Holders of convertible or share-linked securities: conditions for CTA09/S645 to apply
Holders of convertibles only: options over shares
Part 7 CTA09 accords a special tax treatment to convertible or exchangeable securities where certain conditions are met. These are in CTA09/S645(1)-(6).
- Condition A: There is a derivative contract which is a relevant contract to which a company is treated as a party under CTA09/S585(2) (CFM50420) because of a creditor relationship of the company. In other words, the company must bifurcate the hybrid security in its accounts, or have elected under CTA09/S416 to be treated as if it did.
- Condition B: The embedded relevant contract is an option (within S585(3)).
- Condition C: The underlying subject matter of the contract is ‘qualifying ordinary shares’ or ‘mandatorily convertible preference shares’ (as defined under S647(4) and (2), respectively - see below).
- Condition D: The contract must not be held for trading purposes (other than the business of a life insurance company - see CFM54020).
- Condition E: The company is not an authorised unit trust, an investment trust, an open-ended investment company or a venture capital trust (these are ‘excluded bodies’ as defined under CTA09/S706, and are exempt from tax on chargeable gains).
There is now no connected party exclusion under S645. But for accounting periods ending before 16 March 2005, the company must not be ‘connected’ with the issuer.
CTA09/S646 states an exclusion from S645 - it does not apply where the conversion shares have a pre-determined cash value. Such a security is redeemed for a fixed amount of ‘money’s worth’: essentially this is no different from a security redeemable for a fixed amount of cash.
Qualifying ordinary shares
These are shares in a company which satisfy conditions A and B:
- Condition A: any shares, except those carrying a right to a fixed rate dividend but no other rights to share in profits, or shares carrying no right to a dividend of any description, and no other rights.
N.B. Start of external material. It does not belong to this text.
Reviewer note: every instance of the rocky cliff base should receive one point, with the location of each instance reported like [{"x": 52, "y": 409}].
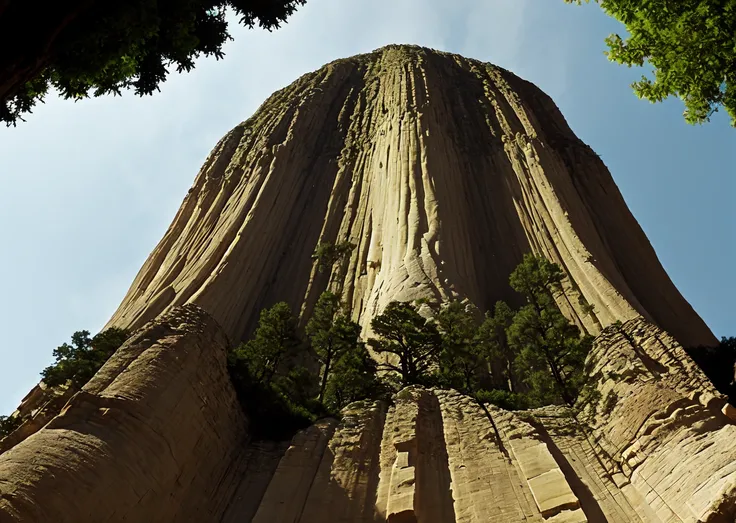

- Condition B: the shares are listed on a recognised stock exchange, or are shares in a holding or trading company (as defined under TCGA92/S165A).
Mandatorily convertible preference shares
A company whose shares are publicly traded may not wish to undertake a new issue of shares to satisfy the rights of holders of convertible securities, because of the pre-emption rights of existing shareholders. It is therefore not unusual for the securities to be issued by an offshore subsidiary company, and to convert into ‘mandatorily convertible’ (or ‘mandatorily exchangeable’) preference shares of this company. These shares must then be exchanged for listed shares in the parent company. Thus the statute defines mandatorily convertible preference shares as shares which
- represent the creditor loan relationship;
- are not ‘qualifying ordinary shares’ (as defined above); and
- under the terms of the security, must be converted into, or exchanged for, ‘qualifying ordinary shares’ within 24 hours of being acquired by the holder.